Exploring the Effects of Problematic Internet Use on Adolescent Sleep: A Systematic Review.

Adolescent suse internet via several devices to gather information or communicate. Sleep, as a key factor of adolescents' development, contributes to their physical and mental health. Over the past decades insufficient sleep among adolescents has been wide spread, and one of its attributing factors is the increased availability of technology. This review aims to investigate the body of evidence regarding the impact of problematic internet use on adolescent sleep. Extensive search of databases was performed according to PRISMA guidelines for studies published within the last decade, regarding subjects aged 10-19. The final step of the search yielded 12 original studies.

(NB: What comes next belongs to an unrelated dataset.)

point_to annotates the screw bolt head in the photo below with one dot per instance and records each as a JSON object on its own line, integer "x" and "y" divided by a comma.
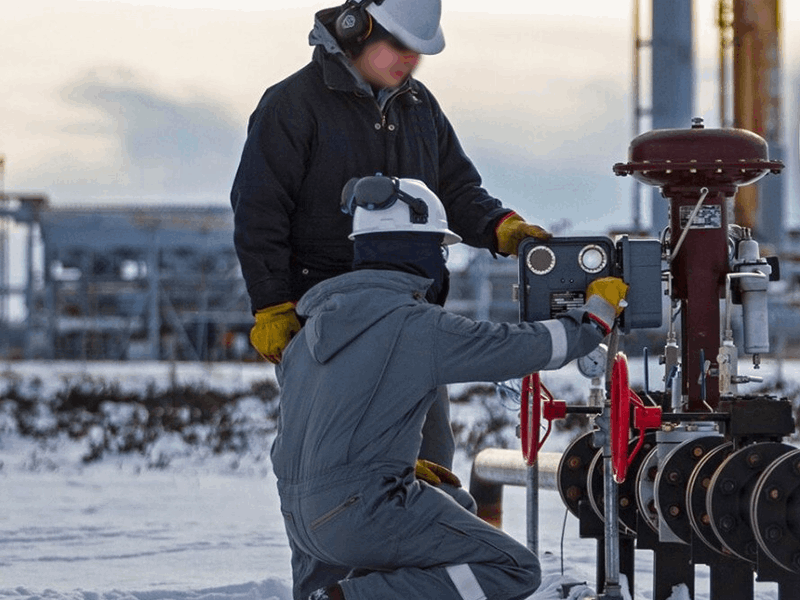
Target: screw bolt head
{"x": 727, "y": 523}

The quality of extracted data was evaluated with the AXIS tool, in order to estimate the risk of bias. All studies showed a negative correlation between adolescent sleep and problematic internet use. It was found to affect sleep quality and quantity and provoke insomnia symptoms. Interestingly, adolescent's sex, parental educational level, type of family and use for leisure or academic reasons appeared as affecting factors of the problematic internet use-sleep relationship. Problematic internet use has several effects on adolescents' sleep. Results of relevant studies should be embedded in educational interventions addressed to adolescents as well as parents, to eliminate the negative outcomes of problematic internet use on sleep and adolescence's health in general.